At one point, Trump spoke at length about defeating Hillary Clinton and about conspiracy theories related to the servers of the Democratic National Committee.

"I beat Hillary Clinton easily and, frankly ... it's a shame there could be a cloud over it," Trump said, in response to suggestions he received assistance from Russia for the win.

Speaking of the DNC servers, Trump resurfaced debunked theories about Imran Awan, a staffer for Democrats, stealing data. The government found no evidence this was the case.

"What happened to the servers of the Pakistani gentleman that worked on the DNC? Where are those servers? They're missing," Trump claimed in a rambling tangent, mentioning "Hillary Clinton's missing emails" for good measure.

Putin said negotiations "took place in a frank and businesslike atmosphere," though he said that it was "clear to everyone" that the US–Russia relationship is "going through a complicated stage."

"Yet those impediments, the tension, the tense atmosphere essentially have no solid reason behind it," he said. "The Cold War is a thing of past."

Putin went on to discuss "steps for improving this relationship to restore the acceptable level of trust," including "continued cooperation in counterterrorism and maintaining cybersecurity."

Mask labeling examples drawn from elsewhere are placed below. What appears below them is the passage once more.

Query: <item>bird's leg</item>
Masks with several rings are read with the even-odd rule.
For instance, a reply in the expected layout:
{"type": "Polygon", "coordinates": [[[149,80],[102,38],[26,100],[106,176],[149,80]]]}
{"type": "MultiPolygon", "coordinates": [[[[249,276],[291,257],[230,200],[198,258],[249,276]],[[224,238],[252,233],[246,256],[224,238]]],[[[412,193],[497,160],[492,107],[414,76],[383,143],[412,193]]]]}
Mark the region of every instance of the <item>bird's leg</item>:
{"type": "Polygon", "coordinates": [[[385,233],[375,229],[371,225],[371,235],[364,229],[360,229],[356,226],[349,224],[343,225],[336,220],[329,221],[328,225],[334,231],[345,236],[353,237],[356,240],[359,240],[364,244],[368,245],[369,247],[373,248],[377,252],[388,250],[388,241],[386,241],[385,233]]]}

For Trump's part, he said the leaders had "direct, open, deeply productive dialogue" and that the meeting "went very well."

"Our relationship has never been worse than it is now ... However, that changed as of about four hours ago," he said early in the press conference. "I really believe that."

Putin also gave Trump a gift of a soccer ball, in honor of the recently completed World Cup and in recognition of the fact that the US would next host the event.

Before the second joint press conference between Trump and Putin, a protester was removed from the press area, holding a sign that read "Nuclear Weapon Ban Treaty."